Group Formation in Large Social Networks:
Membership, Growth, and Evolution
Monday Sept. 18, 2006
4:00 PM, 5130 Upson Hall
Abstract: The processes by which communities come together, attract new members, and develop over time is a central research issue in the social sciences --- political movements, professional organizations, and religious denominations all provide fundamental examples of such communities. In the digital domain, on-line groups are becoming increasingly prominent due to the growth of community and social networking sites such as MySpace and LiveJournal. However, the challenge of collecting and analyzing large-scale time-resolved data on social groups and communities has left most basic questions about the evolution of such groups largely unresolved: what are the structural features that influence whether individuals will join communities, which communities will grow rapidly, and how do the overlaps among pairs of communities change over time?
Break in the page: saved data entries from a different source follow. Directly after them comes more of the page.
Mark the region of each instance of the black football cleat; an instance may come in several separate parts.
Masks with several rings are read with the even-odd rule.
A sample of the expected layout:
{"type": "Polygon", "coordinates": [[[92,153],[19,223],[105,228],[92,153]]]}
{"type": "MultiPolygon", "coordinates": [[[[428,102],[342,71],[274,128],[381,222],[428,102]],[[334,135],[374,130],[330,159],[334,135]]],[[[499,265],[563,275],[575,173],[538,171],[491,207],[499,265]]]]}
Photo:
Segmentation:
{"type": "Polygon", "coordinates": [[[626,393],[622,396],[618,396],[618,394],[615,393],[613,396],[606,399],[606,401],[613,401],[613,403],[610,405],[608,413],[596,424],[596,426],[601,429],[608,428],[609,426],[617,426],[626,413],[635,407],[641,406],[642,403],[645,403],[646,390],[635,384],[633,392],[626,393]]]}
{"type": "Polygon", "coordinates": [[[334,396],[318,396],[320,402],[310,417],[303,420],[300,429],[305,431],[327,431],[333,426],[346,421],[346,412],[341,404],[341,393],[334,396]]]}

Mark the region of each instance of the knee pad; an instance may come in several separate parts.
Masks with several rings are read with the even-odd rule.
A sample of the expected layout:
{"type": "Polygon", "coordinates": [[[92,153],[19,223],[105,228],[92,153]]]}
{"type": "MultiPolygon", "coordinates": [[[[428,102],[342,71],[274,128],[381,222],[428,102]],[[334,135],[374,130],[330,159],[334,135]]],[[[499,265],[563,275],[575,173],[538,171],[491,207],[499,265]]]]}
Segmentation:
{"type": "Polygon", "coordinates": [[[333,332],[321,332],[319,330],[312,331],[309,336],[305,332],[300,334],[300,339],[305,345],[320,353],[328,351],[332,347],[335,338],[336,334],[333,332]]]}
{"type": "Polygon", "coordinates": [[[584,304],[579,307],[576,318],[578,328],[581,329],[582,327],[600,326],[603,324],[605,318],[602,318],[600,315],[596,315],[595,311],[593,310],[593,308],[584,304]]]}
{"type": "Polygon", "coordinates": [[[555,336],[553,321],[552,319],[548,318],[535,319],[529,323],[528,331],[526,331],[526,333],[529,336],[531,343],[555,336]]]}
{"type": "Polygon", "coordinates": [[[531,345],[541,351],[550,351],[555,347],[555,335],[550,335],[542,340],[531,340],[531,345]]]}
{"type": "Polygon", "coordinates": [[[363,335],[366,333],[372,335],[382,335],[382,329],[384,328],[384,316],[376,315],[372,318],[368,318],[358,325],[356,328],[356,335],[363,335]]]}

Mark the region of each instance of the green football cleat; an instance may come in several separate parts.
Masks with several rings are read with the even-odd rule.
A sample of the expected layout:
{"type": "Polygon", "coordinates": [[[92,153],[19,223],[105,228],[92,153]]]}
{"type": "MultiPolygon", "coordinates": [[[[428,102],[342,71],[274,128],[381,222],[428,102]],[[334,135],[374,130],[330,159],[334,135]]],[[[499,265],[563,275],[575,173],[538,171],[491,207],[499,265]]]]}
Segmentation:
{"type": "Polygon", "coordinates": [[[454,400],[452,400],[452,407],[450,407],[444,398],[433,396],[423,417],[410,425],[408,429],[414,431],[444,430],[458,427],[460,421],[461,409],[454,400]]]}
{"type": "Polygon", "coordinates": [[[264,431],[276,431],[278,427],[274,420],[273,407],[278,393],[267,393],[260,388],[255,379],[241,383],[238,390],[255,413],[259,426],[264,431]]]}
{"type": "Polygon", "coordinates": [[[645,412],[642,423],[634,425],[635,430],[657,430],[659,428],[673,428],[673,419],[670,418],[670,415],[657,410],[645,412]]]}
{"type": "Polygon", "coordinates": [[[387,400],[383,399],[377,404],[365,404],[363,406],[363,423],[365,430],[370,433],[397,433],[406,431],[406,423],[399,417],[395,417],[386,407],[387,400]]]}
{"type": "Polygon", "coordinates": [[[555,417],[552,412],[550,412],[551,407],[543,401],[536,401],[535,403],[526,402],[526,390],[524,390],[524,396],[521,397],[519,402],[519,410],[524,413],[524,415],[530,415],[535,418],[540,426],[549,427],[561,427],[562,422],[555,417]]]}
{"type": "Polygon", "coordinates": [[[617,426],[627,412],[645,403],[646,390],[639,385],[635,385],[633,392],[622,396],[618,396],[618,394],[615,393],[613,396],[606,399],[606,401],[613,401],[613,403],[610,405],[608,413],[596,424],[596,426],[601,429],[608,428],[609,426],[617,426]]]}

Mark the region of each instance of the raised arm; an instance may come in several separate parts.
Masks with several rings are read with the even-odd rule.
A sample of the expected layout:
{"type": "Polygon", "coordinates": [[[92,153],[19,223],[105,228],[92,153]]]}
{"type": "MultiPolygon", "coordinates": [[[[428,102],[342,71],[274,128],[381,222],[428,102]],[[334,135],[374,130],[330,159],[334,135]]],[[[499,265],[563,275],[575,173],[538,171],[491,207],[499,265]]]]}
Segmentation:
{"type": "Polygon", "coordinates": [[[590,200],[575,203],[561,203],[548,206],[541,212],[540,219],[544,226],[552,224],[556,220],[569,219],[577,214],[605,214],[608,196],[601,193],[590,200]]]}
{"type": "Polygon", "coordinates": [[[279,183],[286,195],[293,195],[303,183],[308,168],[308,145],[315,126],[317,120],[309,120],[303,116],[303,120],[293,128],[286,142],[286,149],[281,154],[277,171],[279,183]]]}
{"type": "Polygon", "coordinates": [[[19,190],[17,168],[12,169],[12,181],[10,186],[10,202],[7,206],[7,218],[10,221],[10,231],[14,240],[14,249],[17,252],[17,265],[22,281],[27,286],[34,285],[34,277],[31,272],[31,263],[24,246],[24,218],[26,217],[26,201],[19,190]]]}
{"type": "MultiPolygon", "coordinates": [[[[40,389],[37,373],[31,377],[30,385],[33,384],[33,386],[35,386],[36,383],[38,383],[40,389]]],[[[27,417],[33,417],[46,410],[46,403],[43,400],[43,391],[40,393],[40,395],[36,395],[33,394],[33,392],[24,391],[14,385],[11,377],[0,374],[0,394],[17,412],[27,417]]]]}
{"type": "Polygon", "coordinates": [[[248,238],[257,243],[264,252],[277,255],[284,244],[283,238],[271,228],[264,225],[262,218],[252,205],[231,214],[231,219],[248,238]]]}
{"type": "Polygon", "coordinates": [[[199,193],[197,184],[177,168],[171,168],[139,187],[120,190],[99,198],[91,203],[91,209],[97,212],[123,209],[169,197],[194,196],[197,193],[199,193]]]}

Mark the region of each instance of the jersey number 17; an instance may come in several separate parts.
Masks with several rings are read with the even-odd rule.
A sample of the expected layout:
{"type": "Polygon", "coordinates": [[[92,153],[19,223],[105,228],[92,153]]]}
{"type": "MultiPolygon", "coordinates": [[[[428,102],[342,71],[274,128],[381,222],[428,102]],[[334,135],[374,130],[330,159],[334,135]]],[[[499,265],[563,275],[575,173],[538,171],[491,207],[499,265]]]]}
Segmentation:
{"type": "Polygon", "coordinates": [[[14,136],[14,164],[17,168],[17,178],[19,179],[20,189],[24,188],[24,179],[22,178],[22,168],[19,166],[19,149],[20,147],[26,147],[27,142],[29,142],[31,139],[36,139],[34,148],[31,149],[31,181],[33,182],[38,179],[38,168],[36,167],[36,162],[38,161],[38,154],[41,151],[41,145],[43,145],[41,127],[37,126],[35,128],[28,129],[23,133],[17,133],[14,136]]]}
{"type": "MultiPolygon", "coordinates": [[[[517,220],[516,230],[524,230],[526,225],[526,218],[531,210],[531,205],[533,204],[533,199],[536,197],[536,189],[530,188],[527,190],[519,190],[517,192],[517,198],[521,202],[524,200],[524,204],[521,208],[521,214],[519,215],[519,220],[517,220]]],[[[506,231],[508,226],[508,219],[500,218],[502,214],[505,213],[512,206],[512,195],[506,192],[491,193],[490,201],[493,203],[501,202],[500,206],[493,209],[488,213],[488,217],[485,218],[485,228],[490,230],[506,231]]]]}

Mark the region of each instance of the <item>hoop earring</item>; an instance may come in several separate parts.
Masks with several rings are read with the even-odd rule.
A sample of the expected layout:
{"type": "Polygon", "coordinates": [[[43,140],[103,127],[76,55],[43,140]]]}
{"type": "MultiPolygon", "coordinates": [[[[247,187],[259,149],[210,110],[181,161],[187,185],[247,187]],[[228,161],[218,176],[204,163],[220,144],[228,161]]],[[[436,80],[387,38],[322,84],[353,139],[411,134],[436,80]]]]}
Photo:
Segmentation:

Here we address these questions using two large sources of data: friendship links and community membership on LiveJournal, and co-authorship and conference publications in DBLP. Both of these datasets provide explicit user-defined communities, where conferences serve as proxies for communities in DBLP. We study how the evolution of these communities relates to properties such as the structure of the underlying social networks. We find that the propensity of individuals to join communities, and of communities to grow rapidly, depends in subtle ways on the underlying network structure. For example, the tendency of an individual to join a community is influenced not just by the number of friends he or she has within the community, but also crucially by how those friends are connected to one another. We use decision-tree techniques to identify the most significant structural determinants of these properties. We also develop a novel methodology for measuring movement of individuals between communities, and show how such movements are closely aligned with changes in the topics of interest within the communities.